The $14.99/m offer is only for a year. After that they charge $30/m. Since when you sign up you enter into a two year contract, you cant get out of it after your year is up. Speeds of up to 1.5Mbps is good, unfortunately, that speed can only be reached if you live in a rural town and are lucky enough to have DSL service available. If you live in a big city, you're more likely to get 512Kbps. Also there are alot of hidden fees and you'll end up paying about $25/m in certain areas. For a complete list go to www.yahool.com/dsl Go to the very bottom and read the fine print, its all there (its like 2 pages worth of fine print so make sure u have time and are insterested enough to stay awake). So if you're willing to pay $25 for DSL for the first year, then (if the same fees apply) $40 for the year after and so on, go for it. However, just like you suspected, the $15/m deal was too good to be true.


----------



## CouchMaster (May 26, 2003)

Link doesn't work...


----------



## Tapeuup (Apr 6, 2005)

jrnetwork, thanks for all that info! I learned something! BTW that link goes to "Sorry, the page you requested was not found." or may just be my browser.


----------



## brendandonhu (Jul 8, 2002)

Link works for me.


----------



## jrnetwork (Aug 10, 2005)

Try putting .html at the end of that. Some older browsers dont automatically fill it in for you.


----------



## brendandonhu (Jul 8, 2002)

Ohh, I thought they were talking about my link.
Your link isn't working for me, even with .html at the end.


----------



## jrnetwork (Aug 10, 2005)

Im sorry. I didnt notice. Its www.sbc.com/dsl not yahoo. Try that


----------



## brendandonhu (Jul 8, 2002)

That's better


----------



## Lorusso (Dec 28, 2004)

I hate it. I disconnect at least 20 times a day(not kidding), and sometimes for over 15 minutes. Its rather annoying!


----------



## Tapeuup (Apr 6, 2005)

Lorusso said:


> I hate it. I disconnect at least 20 times a day(not kidding), and sometimes for over 15 minutes. Its rather annoying!

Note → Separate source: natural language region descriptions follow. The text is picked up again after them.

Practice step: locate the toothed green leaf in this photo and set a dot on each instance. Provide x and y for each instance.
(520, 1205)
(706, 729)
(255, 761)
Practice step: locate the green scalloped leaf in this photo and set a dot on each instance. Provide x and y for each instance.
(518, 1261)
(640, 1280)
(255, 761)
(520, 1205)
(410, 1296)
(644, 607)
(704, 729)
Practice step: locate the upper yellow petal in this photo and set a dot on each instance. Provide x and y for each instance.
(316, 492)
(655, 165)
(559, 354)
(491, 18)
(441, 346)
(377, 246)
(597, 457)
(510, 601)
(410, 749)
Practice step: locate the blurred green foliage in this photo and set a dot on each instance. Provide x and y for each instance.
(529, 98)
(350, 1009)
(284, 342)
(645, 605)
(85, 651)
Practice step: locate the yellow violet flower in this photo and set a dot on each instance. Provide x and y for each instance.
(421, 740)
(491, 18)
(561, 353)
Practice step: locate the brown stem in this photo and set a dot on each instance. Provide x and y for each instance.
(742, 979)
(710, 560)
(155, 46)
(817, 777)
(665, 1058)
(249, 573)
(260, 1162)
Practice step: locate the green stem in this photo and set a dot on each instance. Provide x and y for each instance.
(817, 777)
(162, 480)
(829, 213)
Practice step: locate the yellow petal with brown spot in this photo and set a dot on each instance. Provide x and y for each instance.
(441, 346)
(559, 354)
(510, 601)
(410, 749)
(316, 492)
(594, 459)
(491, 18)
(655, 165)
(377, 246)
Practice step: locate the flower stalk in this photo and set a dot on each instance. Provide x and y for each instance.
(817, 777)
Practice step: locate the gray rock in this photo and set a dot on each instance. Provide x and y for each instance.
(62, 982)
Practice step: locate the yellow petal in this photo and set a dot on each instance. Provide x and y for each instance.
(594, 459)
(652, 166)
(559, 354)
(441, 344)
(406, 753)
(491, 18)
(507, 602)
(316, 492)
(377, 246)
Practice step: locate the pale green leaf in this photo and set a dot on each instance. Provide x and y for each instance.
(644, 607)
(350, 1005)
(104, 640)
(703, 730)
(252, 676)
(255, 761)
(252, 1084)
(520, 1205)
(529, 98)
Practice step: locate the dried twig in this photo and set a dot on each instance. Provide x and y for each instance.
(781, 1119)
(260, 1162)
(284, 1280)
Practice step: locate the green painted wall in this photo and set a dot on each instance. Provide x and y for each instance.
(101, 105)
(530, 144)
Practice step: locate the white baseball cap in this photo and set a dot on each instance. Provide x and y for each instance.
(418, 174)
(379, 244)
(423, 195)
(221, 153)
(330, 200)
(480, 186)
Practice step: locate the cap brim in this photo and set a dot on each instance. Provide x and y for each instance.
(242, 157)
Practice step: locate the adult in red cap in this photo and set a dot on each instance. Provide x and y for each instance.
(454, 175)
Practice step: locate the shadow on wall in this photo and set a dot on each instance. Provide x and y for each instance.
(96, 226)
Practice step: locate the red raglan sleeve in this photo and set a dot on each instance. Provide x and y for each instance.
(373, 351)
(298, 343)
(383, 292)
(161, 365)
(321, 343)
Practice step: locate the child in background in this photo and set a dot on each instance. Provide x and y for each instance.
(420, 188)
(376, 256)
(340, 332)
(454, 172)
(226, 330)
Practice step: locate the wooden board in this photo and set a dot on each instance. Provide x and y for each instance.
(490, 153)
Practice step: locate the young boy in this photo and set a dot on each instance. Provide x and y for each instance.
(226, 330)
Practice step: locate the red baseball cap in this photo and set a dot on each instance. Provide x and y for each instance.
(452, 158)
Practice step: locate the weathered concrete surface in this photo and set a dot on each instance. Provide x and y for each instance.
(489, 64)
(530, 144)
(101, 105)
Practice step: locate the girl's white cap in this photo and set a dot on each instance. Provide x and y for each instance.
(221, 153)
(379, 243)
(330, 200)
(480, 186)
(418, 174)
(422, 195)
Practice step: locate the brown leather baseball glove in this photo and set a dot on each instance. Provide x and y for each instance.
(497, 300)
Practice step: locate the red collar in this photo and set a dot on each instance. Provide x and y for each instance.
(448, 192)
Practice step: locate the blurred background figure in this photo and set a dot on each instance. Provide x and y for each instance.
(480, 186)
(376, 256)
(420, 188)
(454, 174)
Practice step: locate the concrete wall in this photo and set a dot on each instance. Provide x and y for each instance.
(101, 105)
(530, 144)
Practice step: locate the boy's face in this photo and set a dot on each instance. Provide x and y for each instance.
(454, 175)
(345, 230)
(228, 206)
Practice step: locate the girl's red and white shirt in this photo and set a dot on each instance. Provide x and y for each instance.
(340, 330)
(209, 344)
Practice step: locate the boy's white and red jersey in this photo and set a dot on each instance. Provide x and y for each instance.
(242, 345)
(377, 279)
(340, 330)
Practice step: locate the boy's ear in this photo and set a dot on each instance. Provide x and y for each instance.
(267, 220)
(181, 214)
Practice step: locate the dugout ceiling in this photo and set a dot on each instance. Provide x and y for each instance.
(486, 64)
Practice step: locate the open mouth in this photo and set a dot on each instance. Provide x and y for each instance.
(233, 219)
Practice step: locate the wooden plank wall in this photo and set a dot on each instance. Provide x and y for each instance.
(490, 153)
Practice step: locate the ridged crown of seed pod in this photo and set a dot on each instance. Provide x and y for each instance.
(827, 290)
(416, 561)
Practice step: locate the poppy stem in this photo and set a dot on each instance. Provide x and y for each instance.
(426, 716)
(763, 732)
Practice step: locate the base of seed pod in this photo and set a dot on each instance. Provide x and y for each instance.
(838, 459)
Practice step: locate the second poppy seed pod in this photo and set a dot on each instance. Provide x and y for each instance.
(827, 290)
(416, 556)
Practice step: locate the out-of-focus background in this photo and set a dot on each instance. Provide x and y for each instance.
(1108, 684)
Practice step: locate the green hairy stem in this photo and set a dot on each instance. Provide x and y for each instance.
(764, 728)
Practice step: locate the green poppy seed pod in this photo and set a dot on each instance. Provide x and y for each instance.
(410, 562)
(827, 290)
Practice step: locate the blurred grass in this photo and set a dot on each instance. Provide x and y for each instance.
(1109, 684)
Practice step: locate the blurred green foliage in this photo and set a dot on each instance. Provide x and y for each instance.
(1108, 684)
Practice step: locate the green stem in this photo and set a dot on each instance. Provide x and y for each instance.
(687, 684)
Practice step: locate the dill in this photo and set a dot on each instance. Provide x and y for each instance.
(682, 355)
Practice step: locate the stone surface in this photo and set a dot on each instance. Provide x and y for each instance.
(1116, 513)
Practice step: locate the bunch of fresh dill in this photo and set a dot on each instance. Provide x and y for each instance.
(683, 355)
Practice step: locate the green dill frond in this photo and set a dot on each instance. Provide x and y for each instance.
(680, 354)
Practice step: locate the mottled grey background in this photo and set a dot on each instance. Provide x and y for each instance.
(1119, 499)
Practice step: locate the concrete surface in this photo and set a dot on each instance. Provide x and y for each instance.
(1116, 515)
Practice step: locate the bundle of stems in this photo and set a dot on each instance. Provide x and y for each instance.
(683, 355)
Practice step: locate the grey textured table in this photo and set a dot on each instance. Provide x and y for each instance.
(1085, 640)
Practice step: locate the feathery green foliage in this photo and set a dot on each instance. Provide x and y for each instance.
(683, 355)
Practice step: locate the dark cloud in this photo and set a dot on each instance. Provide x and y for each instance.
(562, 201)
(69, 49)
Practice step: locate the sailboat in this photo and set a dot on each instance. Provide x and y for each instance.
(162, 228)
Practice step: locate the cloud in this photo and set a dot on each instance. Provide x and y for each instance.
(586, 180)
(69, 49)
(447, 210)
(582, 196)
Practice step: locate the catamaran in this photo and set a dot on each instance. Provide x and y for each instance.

is your modem set away from everything? best if set away by itself if poss, away from other electrical items that may cause interference, also do you have a line filter installed on your phone line?


----------



## DeaconX (Aug 23, 2005)

well i am a phone tech for SBC in florida. i work for a departement called Support Plus i can honestly say it really isnt that bad. for lorusso let me guess you have a Speedstream 5100b (Five total lights on your modem).


----------



## CFLager (Mar 31, 2005)

I have had SBC DSL for over 3 years and have had no connection problems. :up: I currently pay $19.95 for the 1.5 connection with a 1 year contract.

The only real problems that I have had is when installing their online protection package, especially "All-in-One Security Dashboard." Before that I believed that Norton had the worst security product around. :down: It was aggravating to get it out of my comp. 

Also be aware that their EnterNet software can be tweaked to free up resources
and their "Self Support Tool" is junk. 

I think that SBC should spend some money on good code writers.


----------



## 2praisehim (Jun 7, 2005)

Well, we connected this week and it is great. The only thing I'm not sure about is if we are connected to the Internet all the time. We have the SpeedStream 4100 I believe. We have to connect to Yahoo with a prompt but it seems to retrieve e-mail in Outlook Express whenever we open the program. The SBC software installed fine and the speed is so much better than our previous Dial-Up. Thanks to everyone who has responded to this thread.


----------



## DeaconX (Aug 23, 2005)

well you dont have the 4100 then or its not set up correctly. or outlook isnt set up correctly which is very possible too. email me at [email protected] and ill be able to figure it out because i work with them for their paid support. ill prolly look at your email the next time i go to work on sat.


----------



## !shitani (Oct 1, 2005)

CFLager said:


> and their "Self Support Tool" is junk.
> 
> I think that SBC should spend some money on good code writers.


yup it is. but for the average consumer, its great.

sbc doesnt have code writers. the online protection dashboard program was written by the fine folks at yahoo. sbc just provides the portal to the net. yahoo provides the content.


----------